Lord McIntosh of Haringey: My Lords, these are, of course, important proposals; and, indeed, they affect a major site. As I said, the allocation of parliamentary time is a matter for the usual channels, but it is open to any noble Lord to table Questions or initiate debates on the subject. The Diana, Princess of Wales Memorial Committee is considering a whole range of ways of commemorating the late princess. The Diana, Princess of Wales Memorial Fund is allocating money to the princess's favourite charities. The figure of £10 million to which the noble Lord referred was bruited about last year. It has no particular relevance to any proposals now under consideration.

Lord Strabolgi: My Lords, is my noble friend aware of the very strong feelings against these proposals for Kensington Gardens by the people of Kensington, Chelsea and Westminster? These views are supported by the local authorities. Will they be taken fully into account before considering proceeding with these proposals?

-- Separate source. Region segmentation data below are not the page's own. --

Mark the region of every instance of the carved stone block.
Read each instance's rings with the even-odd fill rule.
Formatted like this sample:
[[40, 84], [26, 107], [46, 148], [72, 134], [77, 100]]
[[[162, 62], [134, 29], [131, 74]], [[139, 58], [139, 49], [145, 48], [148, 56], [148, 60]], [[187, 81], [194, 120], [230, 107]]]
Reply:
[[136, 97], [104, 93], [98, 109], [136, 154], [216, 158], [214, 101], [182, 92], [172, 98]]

Lord McIntosh of Haringey: My Lords, I hear what my noble friend says but this is exactly what the consultation exercise is about. In addition to the exhibition which is now being held at the Albert Memorial Visitor Centre, leaflets and questionnaires are being sent out by 20th July to W1, W2, W8, W11, W14 and to SW1, SW3, SW5, SW7 and SW10. That is a wide consultation exercise. Of course the memorial committee will take serious account of the responses to that consultation exercise.

Baroness O'Cathain: My Lords, is the Minister sure that the leaflets which are to be sent out to all these areas of London are detailed enough as regards what is likely to happen with the Diana Memorial Garden, because certainly the press comment--if one reads it--seems to suggest that the exhibition at the Albert Memorial is not detailed enough and does not give enough information to allow people to make a judgment?

Lord McIntosh of Haringey: My Lords, we cannot win, can we? If we provide information that is too detailed, we are told that we have already made up our minds and the whole consultation exercise is phoney. If the information is not detailed enough--according to the noble Baroness--we are told that we are not providing enough detail. Surely the idea of the consultation exercise is for local people and anyone visiting the visitor centre to give their views about what should happen. The whole point about this consultation exercise is that the memorial committee has not made up its mind about the scope or detail of the memorial which is planned; that is why the consultation is genuine.